Source: http://www.army-technology.com/features/featureworld-of-tanks-developer-on-rebuilding-lost-legends-4359918/

Hello everyone,

the army-technology portal published an interview with Richard “Challenger” Cutland, the EU employee responsible for… well, I have absolutely no idea what he does apart from going to meetings with players but apparently, according to US history expert Chieftain, he does a lot, so that’s that.

It’s mostly a “we love tank history” article, not that much about the game, but about the attitude of Wargaming towards museums and such. Short version:

- Richard Cutland has 30 years of real tanking experience in British Army’s Royal Tank Regiment on Chieftain, Challenger I and Challenger II tanks
- he joined Wargaming as a “miliary specialist” in 2012
- attitude of Wargaming towards history is very positive
- in WG service, he got to drive AMX-13, Tiger I and T-72
- future plans for real life tanks: restoring a T-34/76 in belarus, lifting a KV-1 from the bottom of the river in Voronezh, restoring the Maus
- Maus restoration will be difficult and problematic due to the sheer size of the vehicle, its poor state (everything inside is missing, it’s just a shell) and lack of parts
- Wargaming works with museums by bringing new people interested in history to them

Regarding the future of cooperation with Bovington:

“Bovington’s got a large, mobile fleet, and to keep that on the road for things like Tankfest is quite scarily expensive. We are going to run a series of specials; what that means is there will be a premium package available on the game, with the proceeds going to help Bovington restore their current fleet of operational vehicles. Their Comet is in dire need of a mechanical overhaul. There’s the M4 Sherman as well, an incredibly well-known vehicle that’s really popular. That needs its tracks replaced amongst other repairs before it can get roadworthy again.”
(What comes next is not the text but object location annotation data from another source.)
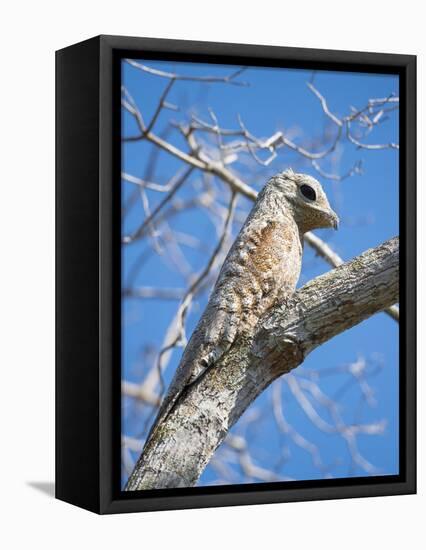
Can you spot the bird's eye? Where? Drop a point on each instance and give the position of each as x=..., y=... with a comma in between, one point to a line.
x=308, y=192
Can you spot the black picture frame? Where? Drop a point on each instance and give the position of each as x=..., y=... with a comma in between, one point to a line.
x=88, y=274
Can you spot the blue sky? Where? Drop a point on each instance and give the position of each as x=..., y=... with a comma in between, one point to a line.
x=275, y=99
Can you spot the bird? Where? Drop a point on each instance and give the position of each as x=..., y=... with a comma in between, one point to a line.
x=261, y=268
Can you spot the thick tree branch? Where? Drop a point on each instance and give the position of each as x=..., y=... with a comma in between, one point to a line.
x=181, y=446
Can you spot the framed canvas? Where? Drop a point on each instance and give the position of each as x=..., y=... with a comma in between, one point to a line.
x=218, y=342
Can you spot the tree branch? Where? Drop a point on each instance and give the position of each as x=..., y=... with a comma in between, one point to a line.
x=181, y=446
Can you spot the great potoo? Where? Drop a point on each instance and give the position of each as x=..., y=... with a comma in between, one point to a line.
x=262, y=267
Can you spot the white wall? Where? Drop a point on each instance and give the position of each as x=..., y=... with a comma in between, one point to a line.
x=30, y=32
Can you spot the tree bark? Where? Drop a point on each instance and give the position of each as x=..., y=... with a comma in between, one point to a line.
x=181, y=446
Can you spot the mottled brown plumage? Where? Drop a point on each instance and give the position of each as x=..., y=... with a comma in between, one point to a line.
x=262, y=267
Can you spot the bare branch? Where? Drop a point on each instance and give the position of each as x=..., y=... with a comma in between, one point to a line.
x=323, y=308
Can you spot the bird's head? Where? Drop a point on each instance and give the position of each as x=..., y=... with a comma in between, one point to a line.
x=306, y=199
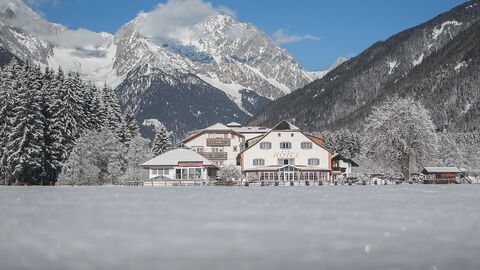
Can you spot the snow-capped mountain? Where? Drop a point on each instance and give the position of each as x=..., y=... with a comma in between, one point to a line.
x=436, y=62
x=242, y=68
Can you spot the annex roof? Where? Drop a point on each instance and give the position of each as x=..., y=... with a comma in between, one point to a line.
x=234, y=124
x=441, y=170
x=338, y=156
x=285, y=125
x=176, y=156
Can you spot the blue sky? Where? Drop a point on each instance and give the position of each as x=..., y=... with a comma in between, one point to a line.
x=322, y=30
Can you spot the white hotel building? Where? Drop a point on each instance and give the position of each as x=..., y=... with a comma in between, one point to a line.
x=286, y=154
x=282, y=155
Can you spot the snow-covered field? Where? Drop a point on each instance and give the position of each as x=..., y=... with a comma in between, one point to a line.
x=344, y=227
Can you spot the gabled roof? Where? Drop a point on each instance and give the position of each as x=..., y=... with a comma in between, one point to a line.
x=441, y=170
x=234, y=124
x=214, y=127
x=285, y=125
x=177, y=155
x=218, y=126
x=339, y=156
x=282, y=126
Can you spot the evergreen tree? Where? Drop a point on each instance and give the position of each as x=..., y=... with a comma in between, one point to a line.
x=69, y=114
x=161, y=142
x=25, y=140
x=46, y=101
x=129, y=127
x=112, y=108
x=8, y=84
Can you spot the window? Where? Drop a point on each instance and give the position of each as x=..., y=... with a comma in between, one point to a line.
x=198, y=149
x=259, y=162
x=265, y=145
x=286, y=161
x=160, y=171
x=314, y=162
x=188, y=174
x=306, y=145
x=285, y=145
x=218, y=163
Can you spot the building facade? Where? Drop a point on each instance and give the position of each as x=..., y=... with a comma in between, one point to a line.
x=222, y=143
x=286, y=155
x=342, y=167
x=180, y=166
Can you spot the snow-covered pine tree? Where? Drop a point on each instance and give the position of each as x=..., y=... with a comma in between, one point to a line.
x=161, y=142
x=46, y=101
x=129, y=127
x=399, y=133
x=69, y=114
x=25, y=140
x=138, y=151
x=8, y=84
x=94, y=160
x=112, y=108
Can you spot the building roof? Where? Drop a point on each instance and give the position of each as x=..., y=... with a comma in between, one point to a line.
x=234, y=124
x=251, y=129
x=338, y=156
x=178, y=155
x=441, y=170
x=218, y=126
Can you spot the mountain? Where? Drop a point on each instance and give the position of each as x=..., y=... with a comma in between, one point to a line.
x=217, y=69
x=437, y=62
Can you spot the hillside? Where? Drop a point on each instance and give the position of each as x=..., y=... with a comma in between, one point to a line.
x=435, y=61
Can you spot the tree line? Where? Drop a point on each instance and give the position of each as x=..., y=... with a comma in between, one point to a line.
x=50, y=120
x=399, y=136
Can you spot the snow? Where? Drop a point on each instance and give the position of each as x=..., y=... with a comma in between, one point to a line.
x=231, y=89
x=438, y=31
x=93, y=64
x=392, y=65
x=328, y=227
x=419, y=60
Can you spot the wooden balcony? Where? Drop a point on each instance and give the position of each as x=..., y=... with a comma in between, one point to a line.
x=339, y=169
x=218, y=142
x=214, y=155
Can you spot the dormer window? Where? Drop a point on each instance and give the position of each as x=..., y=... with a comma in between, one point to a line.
x=259, y=162
x=313, y=162
x=285, y=145
x=306, y=145
x=265, y=145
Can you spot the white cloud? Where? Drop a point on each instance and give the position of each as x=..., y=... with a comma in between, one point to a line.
x=281, y=37
x=38, y=3
x=173, y=19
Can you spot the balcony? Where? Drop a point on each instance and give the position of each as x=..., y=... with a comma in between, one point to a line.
x=218, y=142
x=214, y=155
x=339, y=169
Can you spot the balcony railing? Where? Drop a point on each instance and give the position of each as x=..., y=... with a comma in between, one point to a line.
x=339, y=169
x=214, y=155
x=218, y=142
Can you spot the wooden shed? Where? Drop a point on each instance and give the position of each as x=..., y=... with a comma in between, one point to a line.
x=441, y=175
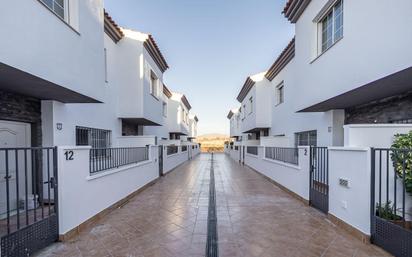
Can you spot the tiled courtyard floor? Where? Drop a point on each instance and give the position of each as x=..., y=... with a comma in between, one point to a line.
x=255, y=218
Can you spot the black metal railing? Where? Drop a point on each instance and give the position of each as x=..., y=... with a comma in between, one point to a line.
x=28, y=187
x=102, y=159
x=283, y=154
x=391, y=200
x=319, y=178
x=252, y=150
x=172, y=149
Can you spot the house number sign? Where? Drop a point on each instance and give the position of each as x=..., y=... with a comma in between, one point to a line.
x=69, y=155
- it’s possible Wargaming will have (pay for) some sort of warship restored in the future

12 thoughts on “Interview with Richard “Challenger” Cutland

  1. Restoration-
    Maus price tag $10-15 million?

    Kv-1 price tag $2-4 million?
    Probably still runs after some needed vodka =)
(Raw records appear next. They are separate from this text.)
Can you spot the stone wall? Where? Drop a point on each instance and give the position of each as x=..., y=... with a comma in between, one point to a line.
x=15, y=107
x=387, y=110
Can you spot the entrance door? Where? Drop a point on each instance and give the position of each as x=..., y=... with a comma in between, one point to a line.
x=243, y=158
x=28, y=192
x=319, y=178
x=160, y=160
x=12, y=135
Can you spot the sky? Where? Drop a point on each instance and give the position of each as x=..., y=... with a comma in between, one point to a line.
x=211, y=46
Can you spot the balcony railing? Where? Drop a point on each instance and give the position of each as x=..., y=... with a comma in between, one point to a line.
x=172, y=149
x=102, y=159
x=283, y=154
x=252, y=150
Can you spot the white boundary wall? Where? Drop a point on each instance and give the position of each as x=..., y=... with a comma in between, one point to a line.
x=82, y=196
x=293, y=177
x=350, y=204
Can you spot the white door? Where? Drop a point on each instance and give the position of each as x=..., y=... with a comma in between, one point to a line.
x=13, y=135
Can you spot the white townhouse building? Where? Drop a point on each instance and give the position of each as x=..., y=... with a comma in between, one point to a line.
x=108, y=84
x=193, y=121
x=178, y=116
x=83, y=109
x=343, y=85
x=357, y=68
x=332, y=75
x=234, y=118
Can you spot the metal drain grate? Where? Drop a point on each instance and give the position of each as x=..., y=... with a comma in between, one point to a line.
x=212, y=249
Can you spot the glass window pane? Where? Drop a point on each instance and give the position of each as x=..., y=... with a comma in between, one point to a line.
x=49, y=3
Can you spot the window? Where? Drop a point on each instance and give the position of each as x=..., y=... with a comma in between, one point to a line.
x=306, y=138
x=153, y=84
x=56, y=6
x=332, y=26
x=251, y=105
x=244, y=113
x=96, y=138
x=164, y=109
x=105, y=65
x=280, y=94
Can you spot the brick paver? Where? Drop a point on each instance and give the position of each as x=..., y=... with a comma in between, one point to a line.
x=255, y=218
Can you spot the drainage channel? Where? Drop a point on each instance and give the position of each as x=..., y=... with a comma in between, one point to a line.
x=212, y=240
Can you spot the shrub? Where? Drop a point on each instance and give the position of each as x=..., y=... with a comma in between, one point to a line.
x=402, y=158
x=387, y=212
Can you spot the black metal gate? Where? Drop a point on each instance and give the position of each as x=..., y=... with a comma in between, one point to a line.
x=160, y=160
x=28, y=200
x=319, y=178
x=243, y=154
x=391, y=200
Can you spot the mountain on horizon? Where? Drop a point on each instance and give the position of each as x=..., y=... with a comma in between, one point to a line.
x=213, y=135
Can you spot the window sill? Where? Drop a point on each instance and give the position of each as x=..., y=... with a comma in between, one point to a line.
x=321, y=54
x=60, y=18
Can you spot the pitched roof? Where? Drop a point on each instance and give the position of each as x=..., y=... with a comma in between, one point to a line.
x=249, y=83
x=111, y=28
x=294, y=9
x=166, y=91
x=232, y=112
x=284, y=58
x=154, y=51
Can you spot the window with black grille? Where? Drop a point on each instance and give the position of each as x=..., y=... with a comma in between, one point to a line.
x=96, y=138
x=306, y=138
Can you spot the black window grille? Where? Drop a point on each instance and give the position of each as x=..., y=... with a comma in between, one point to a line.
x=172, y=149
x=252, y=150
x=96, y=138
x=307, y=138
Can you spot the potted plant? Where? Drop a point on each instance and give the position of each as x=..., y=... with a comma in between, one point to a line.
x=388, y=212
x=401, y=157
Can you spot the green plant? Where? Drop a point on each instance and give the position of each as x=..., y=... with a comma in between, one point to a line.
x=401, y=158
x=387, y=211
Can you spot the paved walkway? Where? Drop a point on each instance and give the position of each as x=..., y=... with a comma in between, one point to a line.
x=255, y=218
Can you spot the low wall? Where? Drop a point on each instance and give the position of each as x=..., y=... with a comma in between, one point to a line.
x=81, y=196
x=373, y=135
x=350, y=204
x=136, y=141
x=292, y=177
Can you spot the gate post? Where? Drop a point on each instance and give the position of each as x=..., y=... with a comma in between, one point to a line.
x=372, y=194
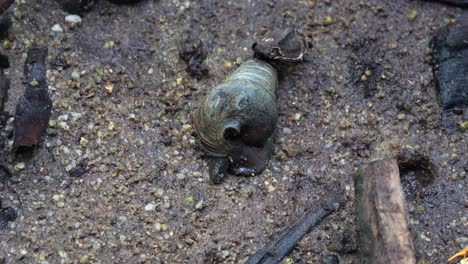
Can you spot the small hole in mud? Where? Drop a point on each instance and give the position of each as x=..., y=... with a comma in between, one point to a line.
x=416, y=174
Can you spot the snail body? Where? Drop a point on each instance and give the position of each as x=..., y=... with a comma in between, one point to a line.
x=237, y=118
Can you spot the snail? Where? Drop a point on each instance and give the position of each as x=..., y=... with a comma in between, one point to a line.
x=236, y=120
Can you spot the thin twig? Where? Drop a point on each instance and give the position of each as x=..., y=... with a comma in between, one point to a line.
x=279, y=248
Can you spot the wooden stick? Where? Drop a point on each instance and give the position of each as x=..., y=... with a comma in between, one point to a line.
x=382, y=219
x=279, y=248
    T-34/76 price tag $0.5-2 million?

    Manufacturing parts would be probably the most expensive part, people on payroll, tank experts, vodka and beer.

    Money well spent, I hope!

    Warship restoration $10-50 million?, depends on size, age of said warship

      • Oh c’mon, they were talking about restoring a ship that can still float on water by itself! Not bringing up a broken in half gigantic battleship wreck! That’s beyond anyone’s expenses.

      • I doubt we even have the technology to raise a shipwreck from a depth of 300+ metres. Sadly our ship raising technology isn’t all that great (or cheap, 300 million dollars to upright the costa concordia)

        Though the biggest issue is that Yamato is the grave to over 3000 seamen. It would be none too savvy to disturb them.

  2. - it’s possible Wargaming will have (pay for) some sort of warship restored in the future

    There’s a very intact half of a ship of the line under the baltic sea that could do with being raised and preserved…

    …ignoring the fact that it’s somewhat older than anything they usually deal with

  3. There was a Z class destroyer and a Black Swan class sloop up for sail in Egypt in July, they should have bought them.

  4. - attitude of Wargaming towards history is very positive
    When it comes to the glorious soviet history I’m sure they are, but not towards anything else.

  5. If they launch more Bovington packages, they should make them available outside of EU. They had some nice packages last time, I would have gotten one if it was available.